Canada's central bank sees AI as a productivity lever, but warns uneven adoption could leave some workers and industries behind
Canada's central bank is offering its clearest picture yet of how artificial intelligence is transforming the country's economy: the technology is already at work, but the seismic disruption many feared has not yet arrived.
Speaking to economists and business leaders in Ottawa, Bank of Canada external deputy governor Michelle Alexopoulos addressed how AI is affecting the economy today, as well as what could unfold in the future.
Her remarks arrived at a moment when the debate over AI's role in financial services – from underwriting to client management – has intensified across the Canadian mortgage sector.
"As AI continues to improve and its adoption spreads, it could permanently change how the Canadian economy works," Alexopoulos said.
"By lowering costs for businesses and improving efficiencies, AI could support higher wages, reduce prices for consumers and spur new investment."
The speech, delivered at the Ottawa Economics Association and Canadian Association for Business Economics Spring Policy Conference, drew on data from Statistics Canada and the Bank's own surveys of businesses, consumers, and financial sector risk managers.
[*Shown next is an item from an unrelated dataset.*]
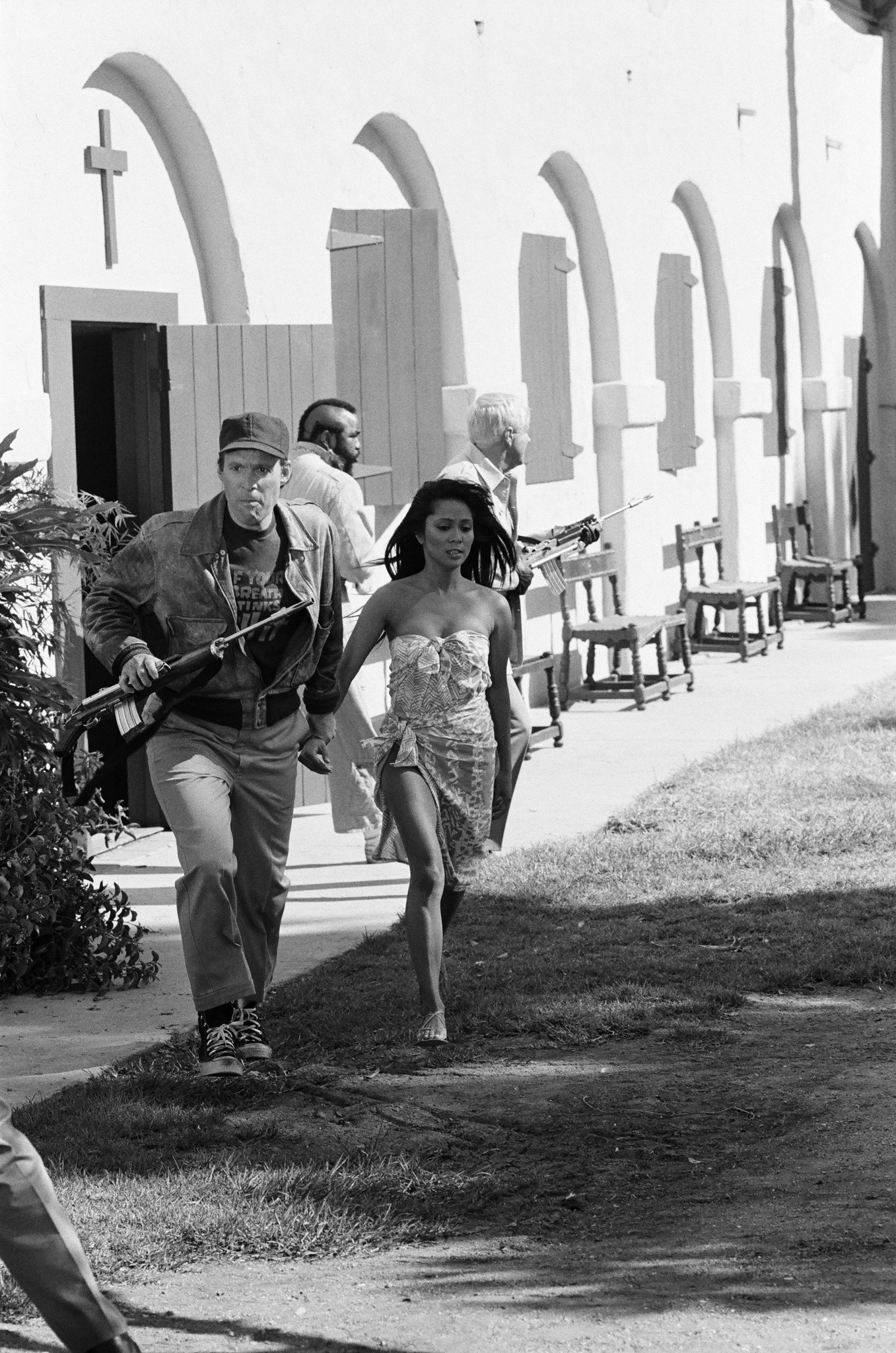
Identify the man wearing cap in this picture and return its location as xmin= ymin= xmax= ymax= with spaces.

A technology with GPT potential, but still early days
Alexopoulos drew a distinction between ordinary technological advances and what economists call general-purpose technologies, or GPTs – transformative innovations such as electricity and computing that eventually reshape entire economies.
She said AI has many characteristics of a GPT, but not all of them yet, noting that the technology is still in early stages of adoption and it remains uncertain whether AI will spread through the entire economy and create spillovers like computers, or plateau as a powerful but task- or sector-specific technology.
She pointed to a dramatic acceleration in investment as a signal of AI's growing weight.
AI-related capital spending by top US technology firms roughly doubled to approximately US$400 billion in 2025 and is expected to continue rising – a scale of commitment that should eventually make accessing advanced AI tools cheaper and easier for Canadian businesses.
Despite that investment, domestic adoption remains concentrated. A 2022 Statistics Canada study found about 3% of Canadian businesses were using AI.
By 2025 the share had quadrupled to around 12%, but AI adoption differs sharply across sectors: just 1.5% of businesses in accommodation and food services are using AI, compared with more than 30% of finance and insurance firms.
Read more: Bank of Canada warns AI boom could leave smaller firms behind
Humans remain in charge – for now
For workers in any AI-exposed sector, the jobs question is the most personal. The Bank's current reading is cautious but not alarming.
Almost 90% of Canadian businesses that have adopted AI reported no effect on staffing levels, with roughly 4% saying AI had led to job creation and about 6% reporting decreases in employment linked to AI use.
In its most recent survey of senior experts in risk management in the financial sector, the Bank found that many said AI use was improving productivity by automating routine tasks, allowing workers to focus on higher-value ones.
Looking ahead, those experts see AI as a tool to support decision-making, while still keeping humans very much in charge of those decisions. Alexopoulos framed this as evidence that AI will mostly transform jobs rather than eliminate them.
That assessment resonates in the mortgage broker community. Vancouver-based broker Sharon Davis told Canadian Mortgage Professional late last year that brokers' ability to produce tailored solutions for a client's extremely specific needs and contexts is something that will continue to set them apart from automated tools.
"AI doesn't think that way," Davis said. "AI doesn't say, 'Well, let's look at everything.'"
Her counsel was direct: "We have to be a hybrid. We need AI to keep us moving forward and help us be more efficient."
Tim Rye, senior vice president of commercial solutions at Teranet, offered a complementary view last month.
"AI is coming. Tools and technologies are coming faster, and we're seeing it more and more," Rye told CMP.
"I don't think we can avoid it. We have to embrace it, and we have to make sure we put protections, tools and partnerships in place to ensure a trusted ecosystem remains for the housing environment of Canada."
Alexopoulos acknowledged that not all workers will be insulated. She noted that some technology firms have attributed recent job cuts partly to AI, and studies have highlighted weak hiring in roles highly exposed to automation, including entry-level coding and customer service – a concern that could disproportionately affect younger workers and those in AI-exposed sectors.
Read more: AI is coming for brokers' back office. Some will adapt. Many will not
Beyond employment, the Bank's keenest interest in AI is what it could eventually do to Canada's long-stagnant productivity numbers and by extension, to the inflation outlook that governs interest rate decisions.
"Productivity is not about asking people to work harder," Alexopoulos said.
"It's about how efficiently the economy transforms work into goods and services. When productivity improves, living standards rise."
She added that productivity ultimately determines how fast the economy can grow without generating inflationary pressures – in other words, it shapes the economy's potential output.